Summarized data can be found in the Attached background material.

Any other information on results incl. tables

Table 1: Incidences of black spots in lungs

Group (mg/animal)	Sighting test	Main test (allocation
		3 days	7 days	28 days
A (1)	3/5
B (0, vehicle)		0/5	0/5	2/5
C (0.1)		0/5	1/5	2/5
D (0.5)		2/5	4/5	3/5
E (1)		1/5	4/5	1/5

Applicant's summary and conclusion

Interpretation of results:

other: According to the classification criteria of the CLP Regulation (EU) No. 1272/2008, no classification is required.

Conclusions:

The test was conducted under GLP conditions. No guideline was followed.

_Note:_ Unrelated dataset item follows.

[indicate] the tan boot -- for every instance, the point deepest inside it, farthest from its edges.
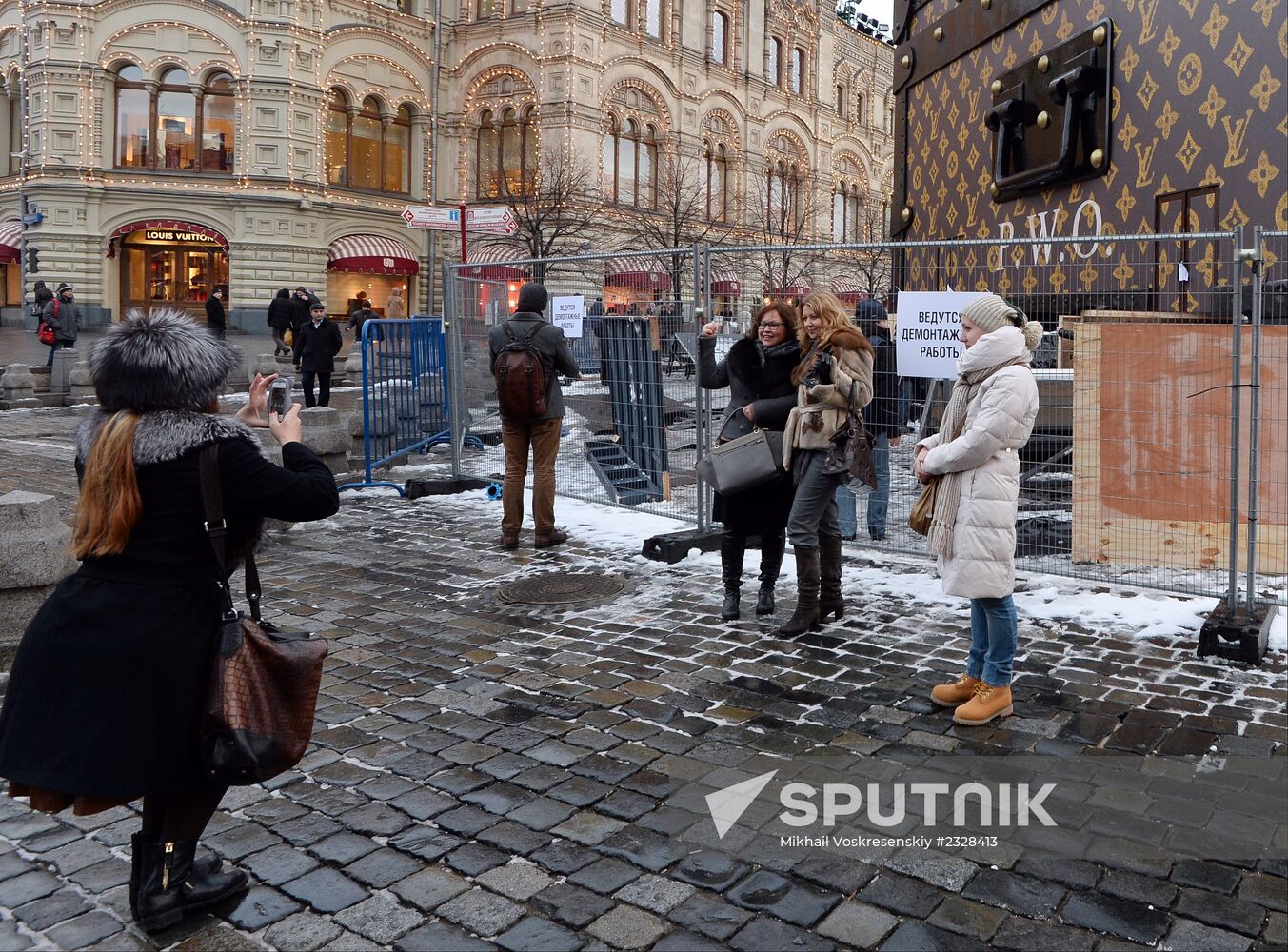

The toxicity of the test item was evaluated after one single intra-tracheal instillation to male Sprague Dawley rats in a two-step procedure: In a sighting test, 5 rats were administered a single dose of 1 mg/rat. In the main test, groups of 15 rats were administered 0.1, 0.5 or 1 mg test material/animal. 5 rats of each group were sacrificed at different times after administration (3 days, 7 days and 28 days).
It was concluded that under the assayed conditions, intra-tracheal administration of the test substance did not induce major toxicological effects. No LD50 could be determined.